Wednesday, July 27, 2011

Why Being Certain Means Being Wrong - Ted Cadsby - Harvard Business Review





Of all the headwinds we face as decision-makers, the power of one overshadows all others: our need for certainty. It is typically more important for us to feel right, than to be right — a difference that didn't matter much in the lives of our ancestors, but now matters a lot.

Certainty is the feeling of confidence we have when we've figured things out. Our physiology is geared to move us quickly to eliminate the uncomfortable tension of not knowing — the mild stress response our bodies trigger when we perceive that we have lost control because we don't understand. It is this tension that motivates us to figure things out like the mysterious rustle in the bush, the confusing betrayal of a friend, the promotion we didn't get — all the minor and major problems that confront us every day. Only certainty, in the form of the calm feeling of knowing, can replace the tension of not knowing. Settling on an explanation triggers a "lockdown" of our minds, in the same way that a fertilized egg locks out competing sperm.


As the female ovum floats down the fallopian tube, a few thousand sperm (of the 300 million that initially began the journey) search it out. One sperm will be the first to pierce the egg's outer wall, triggering a chemical reaction that makes the egg's wall harder and impenetrable to competing sperm.

The mind is like an egg; the sperm are the myriad possible explanations for any given problem the mind tries to solve.

Just as the few thousand sperm are stronger than the millions that perished along the way, some ideas are favored over others: our "fittest" explanations are those that cohere with all of our other beliefs and values — they are easily integrated with everything we already "know." But just as one sperm will get to the egg first, even if more genetically fit sperm are available, the urgent drive to reduce the tension of uncertainty pushes us to accept the first reasonable explanation we craft. Our mind becomes "fertilized" and the calm feeling of knowing instantly infuses us, stopping our search for alternative explanations.
The lockdown of our minds serves an important purpose: Generations of our ancestors wouldn't have survived had they constantly second-guessed their conclusions. In a harsh environment characterized by straightforward challenges that demanded quick responses, an indecisive caveman was a dead one. The rush to certainty became our standard operating procedure for two reasons: i) because we needed speedy thinking, and ii) because speed did not force a significant tradeoff in accuracy. The risk of interpretive error is low when you are confronted by a charging tiger or bush of lush berries because the cause-effect relationships in these straightforward situations are not convoluted or ambiguous. Even today, the majority of micro-decisions we make every hour are fairly straightforward, so there is no reason to second-guess or reflect on the limitations of our senses and intuitions.

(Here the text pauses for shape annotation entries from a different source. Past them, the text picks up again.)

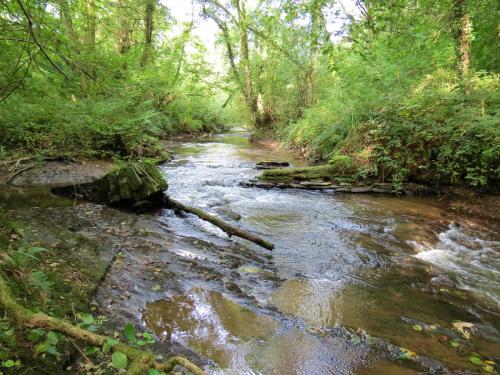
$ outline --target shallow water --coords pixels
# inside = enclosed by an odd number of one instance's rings
[[[175,153],[163,168],[172,196],[276,245],[268,252],[230,241],[191,216],[165,211],[158,218],[180,237],[227,249],[215,254],[195,243],[170,250],[218,269],[222,285],[187,282],[183,293],[148,303],[142,315],[157,334],[211,358],[212,373],[412,374],[432,368],[332,333],[338,327],[471,371],[469,352],[490,360],[500,353],[495,223],[487,223],[487,231],[457,228],[452,223],[461,218],[431,198],[244,188],[240,183],[259,173],[258,161],[300,164],[286,152],[250,144],[244,132],[191,140]],[[458,288],[430,285],[439,274]],[[454,321],[474,323],[470,340],[452,330]],[[459,348],[450,345],[453,339]]]
[[[118,326],[137,319],[174,353],[181,344],[209,358],[210,374],[484,371],[472,352],[498,368],[498,221],[434,198],[244,188],[258,161],[301,163],[243,131],[172,146],[169,194],[276,249],[191,215],[75,205],[46,187],[2,188],[0,203],[119,249],[96,295],[103,313]],[[430,283],[442,274],[457,288]],[[469,339],[456,321],[473,324]],[[400,360],[400,348],[416,354]]]

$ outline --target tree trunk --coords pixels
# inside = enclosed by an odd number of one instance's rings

But the whole speed-accuracy tradeoff falls apart in a world that tosses up complex problems. The need to be certain gets in the way of accuracy when it comes to problems that have multiple, interwoven causal factors that are difficult to unbundle. Complex problems require exploration, multiple perspectives, and a variety of possible explanations, before it is safe to draw any conclusions. Many complex problems can only be tackled with experimentation because they do not converge to definitive solutions. But a mind that is "fertilized" by the first satisfying interpretation is closed to the more subtle and complicated explanations that are often better. It is our mind's lockdown feature that makes certainty the #1 enemy of effective decision-making in the face of complexity. Think of all the business failures that were avoidable if it weren't for the hubris of leaders who were unwilling to revisit their faltering strategies, or the public policy failures that could have been mitigated, or our personal relationships that would run so much more smoothly if we weren't so certain that we were right all the time.


But there is an antidote to premature certainty: Adopting a mindset of "provisional truth."

Provisional truth requires that we think of our explanations as hypotheses — always subject to replacement based on new information or alternative ways of structuring existing information
. Provisional truth means challenging our interpretations with disconfirming evidence and alternative perspectives. Provisional truth does not preclude drawing conclusions or taking action; but it demands that we be skeptical about our first reasonable explanations in the realm of complex problems. It keeps us humble and mentally flexible, constantly asking ourselves if we've really got everything figured out and responding, "Probably not."


Complex decision-making requires we defer the feeling of being right, by tolerating the tension of not knowing. It is hard to fight our physiology — the product of hundreds of thousands of years of evolution — but our innate craving for certainty undermines us in a modern, complex world. We are not hardwired to suspend judgment. We are not designed to explore multiple interpretations after arriving at one that appears to work. We are not constituted to resist concluding. We operate on the assumption that our thinking is objective, thorough, logical, and penetrating to the extent that it quickly and reliably gets us the right answers, no matter how complex the challenge is. If only it were so.






Ted Cadsby


Ted Cadsby is a corporate director, principal of TRC Consulting, former executive vice-president of the Canadian Imperial Bank of Commerce, and author of two books on investing.